Hetgeen voor het overige namens eiser is aangevoerd kan evenmin tot vernietiging van het bestreden besluit leiden. De rechtbank merkt in dit verband nog op dat aan de bouwvergunning ten grondslag liggende bouwtekeningen, zoals deze laatstelijk op 4 maart 2003 zijn gewijzigd, en dat niet is gebleken dat de verleende bouwvergunning hiermede in strijd is. Voorts is van de zijde van eiser niet aangetoond of aannemelijk gemaakt in welk opzicht privaatrechtelijke verhoudingen tussen partijen aan verlening van de onderhavige vrijstelling in de weg zouden staan.

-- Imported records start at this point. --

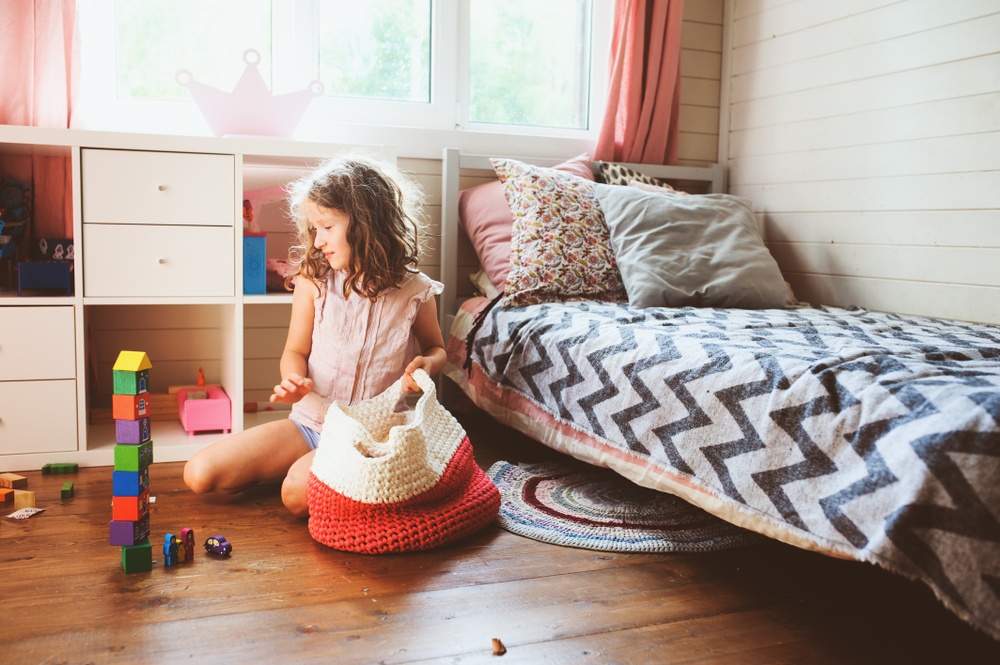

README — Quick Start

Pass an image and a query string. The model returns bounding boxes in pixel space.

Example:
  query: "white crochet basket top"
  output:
[312,369,465,504]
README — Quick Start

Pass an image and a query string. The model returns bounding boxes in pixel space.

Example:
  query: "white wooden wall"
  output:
[725,0,1000,323]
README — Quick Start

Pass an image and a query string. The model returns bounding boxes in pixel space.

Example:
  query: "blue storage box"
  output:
[243,233,267,294]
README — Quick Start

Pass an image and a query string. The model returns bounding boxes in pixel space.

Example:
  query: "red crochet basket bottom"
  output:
[308,437,500,554]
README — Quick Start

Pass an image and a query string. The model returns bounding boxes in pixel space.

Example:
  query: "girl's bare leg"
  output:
[281,450,316,517]
[184,419,309,494]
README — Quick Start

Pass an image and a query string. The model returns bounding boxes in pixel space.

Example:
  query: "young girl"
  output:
[184,157,445,516]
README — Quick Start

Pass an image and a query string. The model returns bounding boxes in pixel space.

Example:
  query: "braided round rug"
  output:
[487,461,763,552]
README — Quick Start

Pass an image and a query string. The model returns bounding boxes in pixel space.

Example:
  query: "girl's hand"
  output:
[403,356,427,393]
[270,374,313,404]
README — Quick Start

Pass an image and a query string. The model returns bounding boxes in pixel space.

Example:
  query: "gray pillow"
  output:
[594,185,792,309]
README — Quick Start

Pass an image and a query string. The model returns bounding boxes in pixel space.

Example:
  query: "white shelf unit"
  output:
[0,125,396,471]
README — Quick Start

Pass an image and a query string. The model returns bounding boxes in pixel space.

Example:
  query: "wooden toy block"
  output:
[42,462,79,475]
[0,473,28,490]
[112,369,149,395]
[111,351,153,395]
[111,489,149,522]
[111,467,149,496]
[115,417,152,445]
[177,386,233,436]
[14,490,35,510]
[122,538,153,573]
[115,441,153,471]
[111,393,152,420]
[181,528,194,561]
[108,513,149,547]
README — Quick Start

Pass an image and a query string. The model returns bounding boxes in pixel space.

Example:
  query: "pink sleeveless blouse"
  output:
[289,270,444,432]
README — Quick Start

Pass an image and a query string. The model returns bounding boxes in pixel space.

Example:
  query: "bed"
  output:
[441,150,1000,639]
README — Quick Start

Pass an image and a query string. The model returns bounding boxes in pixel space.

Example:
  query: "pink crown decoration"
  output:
[177,49,323,137]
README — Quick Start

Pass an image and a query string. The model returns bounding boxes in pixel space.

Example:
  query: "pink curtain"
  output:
[0,0,79,239]
[594,0,684,164]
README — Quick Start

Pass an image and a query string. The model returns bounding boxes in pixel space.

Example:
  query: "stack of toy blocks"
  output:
[110,351,153,573]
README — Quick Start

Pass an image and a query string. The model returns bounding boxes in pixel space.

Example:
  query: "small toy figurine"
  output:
[181,528,194,561]
[205,536,233,556]
[163,533,177,566]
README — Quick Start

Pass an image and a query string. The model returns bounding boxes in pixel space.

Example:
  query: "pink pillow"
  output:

Gelet op hetgeen hiervoor is overwogen dient het beroep ongegrond te worden verklaard.
De rechtbank acht geen termen aanwezig om toepassing te geven aan artikel 8:75 van de Awb (proceskostenveroordeling).
Het hiervoor overwogene leidt de rechtbank tot de volgende beslissing.
verklaart het beroep ongegrond.
Aldus gegeven door mr. F.H. de Vries, rechter, in tegenwoordigheid van mr.drs. C.M. van der Vlies, griffier, en in het openbaar uitgesproken op 23 april 2004.
Tegen deze uitspraak staat voor belanghebbenden, behoudens het bepaalde in artikel 6:24 juncto 6:13 van de Awb, binnen 6 weken na de dag van verzending hiervan, hoger beroep open bij de Afdeling bestuursrechtspraak van de Raad van State, Postbus 20019, 2500 EA 's-Gravenhage.